From January 1 to February 9, 2017, police killed an average of more than three people per day, according to Killed by Police, a group that shows a tally of 136 dead, the most recent case being added on Thursday.

While much attention is paid to police encounters that turn deadly, the group Killed by Police also includes lesser reported deaths, such as a 70-year-old woman in Charleston who was killed when a police vehicle crashed into her. The officer was responding to a call but allegedly driving without his lights or siren on, according to the Charleston Gazette-Mail.

The days with the highest counts of deaths were January 23 and January 24, each with eight killed by police.

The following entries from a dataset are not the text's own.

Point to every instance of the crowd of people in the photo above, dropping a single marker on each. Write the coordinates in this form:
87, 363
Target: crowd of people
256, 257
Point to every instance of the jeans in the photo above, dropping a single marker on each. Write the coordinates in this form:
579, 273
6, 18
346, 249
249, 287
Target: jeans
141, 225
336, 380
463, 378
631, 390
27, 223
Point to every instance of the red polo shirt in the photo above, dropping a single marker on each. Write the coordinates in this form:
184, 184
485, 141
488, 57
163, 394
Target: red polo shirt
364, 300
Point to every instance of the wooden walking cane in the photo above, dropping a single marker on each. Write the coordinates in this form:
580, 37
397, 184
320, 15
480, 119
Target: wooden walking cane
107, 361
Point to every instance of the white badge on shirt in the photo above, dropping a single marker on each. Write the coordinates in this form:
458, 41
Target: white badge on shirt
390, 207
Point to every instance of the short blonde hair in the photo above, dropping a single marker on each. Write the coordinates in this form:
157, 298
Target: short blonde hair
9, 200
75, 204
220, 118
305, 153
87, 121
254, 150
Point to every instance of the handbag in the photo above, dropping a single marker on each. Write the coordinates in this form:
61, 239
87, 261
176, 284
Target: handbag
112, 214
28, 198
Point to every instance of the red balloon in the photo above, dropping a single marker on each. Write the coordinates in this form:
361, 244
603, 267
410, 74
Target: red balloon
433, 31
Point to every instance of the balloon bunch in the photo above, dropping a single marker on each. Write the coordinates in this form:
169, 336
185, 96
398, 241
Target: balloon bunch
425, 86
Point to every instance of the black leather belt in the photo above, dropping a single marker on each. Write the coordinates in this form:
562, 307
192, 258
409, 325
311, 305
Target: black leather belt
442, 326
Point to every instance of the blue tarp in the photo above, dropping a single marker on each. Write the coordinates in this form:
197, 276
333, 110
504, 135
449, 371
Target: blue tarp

Victims’ ages ranged from 16- to 70-year-olds, and the circumstances surrounding their deaths wildly vary. While a 16-year-old in Georgia was killed when a police officer lost control in his car, a boy of the same age in California was shot seven times after refusing to drop a butcher’s knife, despite being hosed, Tasered and shot with non-lethal rounds.

With the increasing number of law-enforcement related deaths between 2016 and 2017 so far, some are concerned that this could be a bloodier year. On Wednesday, the newly appointed head of the US Department of Justice, Attorney General Jeff Sessions, presented President Donald Trump with three executive orders on crime and safety.

The contents of these orders have not been released, but they come after Trump publicly threatened to ruin the career of a US senator who proposed regulating the practice of civil forfeiture, when law enforcement seize assets from any person suspected of being involved in a crime. The practice of civil forfeiture has contributed millions of dollars to law enforcement.